On Wed, Dec 10, 2025 at 10:18:21PM +0800, Chuang Xu wrote:
> Hi, Peter
>
> On 10/12/2025 05:10, Peter Xu wrote:
> > On Mon, Dec 08, 2025 at 08:09:52PM +0800, Chuang Xu wrote:
> >> From: xuchuangxclwt <[email protected]>
> >>
> >> When the addresses processed are not aligned, a large number of
> >> clear_dirty ioctl occur (e.g. a 16MB misaligned memory can generate
> >> 4096 clear_dirty ioctls), which increases the time required for
> >> bitmap_sync and makes it more difficult for dirty pages to converge.
> >>
> >> Attempt to merge those fragmented clear_dirty ioctls.
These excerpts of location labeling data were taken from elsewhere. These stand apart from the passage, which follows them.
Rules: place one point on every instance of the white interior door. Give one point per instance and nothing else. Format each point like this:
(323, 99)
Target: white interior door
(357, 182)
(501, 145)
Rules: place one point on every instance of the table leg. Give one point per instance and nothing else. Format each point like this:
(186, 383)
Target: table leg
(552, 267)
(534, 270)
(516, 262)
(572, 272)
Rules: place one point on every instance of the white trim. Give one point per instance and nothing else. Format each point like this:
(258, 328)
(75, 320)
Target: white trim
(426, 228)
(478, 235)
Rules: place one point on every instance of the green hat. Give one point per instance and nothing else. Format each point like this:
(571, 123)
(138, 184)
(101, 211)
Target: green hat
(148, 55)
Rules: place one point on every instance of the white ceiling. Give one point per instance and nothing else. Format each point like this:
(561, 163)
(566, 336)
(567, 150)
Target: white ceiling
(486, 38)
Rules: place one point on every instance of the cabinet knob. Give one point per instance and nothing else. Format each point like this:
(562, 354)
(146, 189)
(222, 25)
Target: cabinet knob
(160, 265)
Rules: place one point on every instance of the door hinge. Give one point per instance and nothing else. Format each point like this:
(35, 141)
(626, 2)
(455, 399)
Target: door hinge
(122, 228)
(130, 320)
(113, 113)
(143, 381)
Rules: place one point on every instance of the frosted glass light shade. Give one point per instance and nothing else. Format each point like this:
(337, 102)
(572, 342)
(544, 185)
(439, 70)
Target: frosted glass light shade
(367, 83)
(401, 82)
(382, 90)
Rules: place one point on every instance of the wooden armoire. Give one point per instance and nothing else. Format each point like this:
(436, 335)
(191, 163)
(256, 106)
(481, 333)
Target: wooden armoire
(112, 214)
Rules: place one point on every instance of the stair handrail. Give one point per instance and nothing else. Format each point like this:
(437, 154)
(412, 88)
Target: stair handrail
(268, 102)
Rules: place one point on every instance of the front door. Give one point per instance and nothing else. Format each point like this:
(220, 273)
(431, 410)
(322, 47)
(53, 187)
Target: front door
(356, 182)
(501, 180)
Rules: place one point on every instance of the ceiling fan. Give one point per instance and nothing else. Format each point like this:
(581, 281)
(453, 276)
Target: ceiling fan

> > (besides separate perf results I requested as in the cover letter reply..)
> >
> > Could you add something into the commit log explaining at least one example
> > that you observe? E.g. what is the VM setup, how many ramblocks are the
> > ones not aligned?
> >
> > Have you considered setting rb->clear_bmap when it's available? It'll
> > postpone the remote clear even further until page sent. Logically it
> > should be more efficient, but it may depend on the size of unaligned
> > ramblocks that you're hitting indeed, as clear_bmap isn't PAGE_SIZE based
> > but it can be much bigger. Some discussion around this would be nice on
> > how you chose the current solution.
> >
>
> On my Intel(R) Xeon(R) 6986P-C(previous tests were based on Cascade Lake),
> I add some logs. Here are some examples of unaligned memory I observed:
> size 1966080: system.flash0
> size 131072: /rom@etc/acpi/tables, isa-bios, system.flash1, pc.rom
> size 65536: cirrus_vga.rom
>
> Taking system.flash0 as an example, judging from its size, this should
> be the OVMF I'm using.
> This memory segment will trigger clear_dirty in both memory_listener
> "kvm-memory" and
> memory_listener "kvm-smram" simultaneously, ultimately resulting in a
> total of 960 kvm_ioctl calls.
> If a larger OVMF is used, this number will obviously worsen.
>
> On the machine I tested, clear system.flash0 took a total of 49ms,
> and clear all unaligned memory took a total of 61ms.
Thanks for the numbers. It might be more helpful if you share the other
relevant numbers, e.g. referring to your cover letter definitions,
- total bitmap sync time (x)
- iteration transfer time (t)
that'll provide a full picture of how much wasted on per-page log_clear().
You can use those to compare to the clear() operation it took after your
patch applied. I think that might be a better way to justify the patch.
In general, it looks reasonable to me.
Having a bool parameter for the old physical_memory_test_and_clear_dirty()
is fine but might be slightly error prone for new callers if they set it to
false by accident.
Another way to do it is, since physical_memory_test_and_clear_dirty()
always takes a range, we can pass the bitmap ("dest") into it when
available, then changing the retval to be num_dirty:
(1) when dest provided, only account it when "dest" bitmap wasn't set
already
(2) when dest==NULL, treat all dirty bits into num_dirty
Maybe that'll look better, you can double check.
Looks like patch 1 will be dropped. You can repost this patch alone when
you feel ready whatever way you see fit.
Thanks,
>
> Regarding why the current solution was chosen, because I'm not sure if
> there were any
> special considerations in the initial design of clear_dirty_log for not
> applying unaligned memory paths.
> Therefore, I chose to keep most of the logic the same as the existing one,
> only extracting and merging the actual clear_dirty operations.
>
> Thanks.
>
--
Peter Xu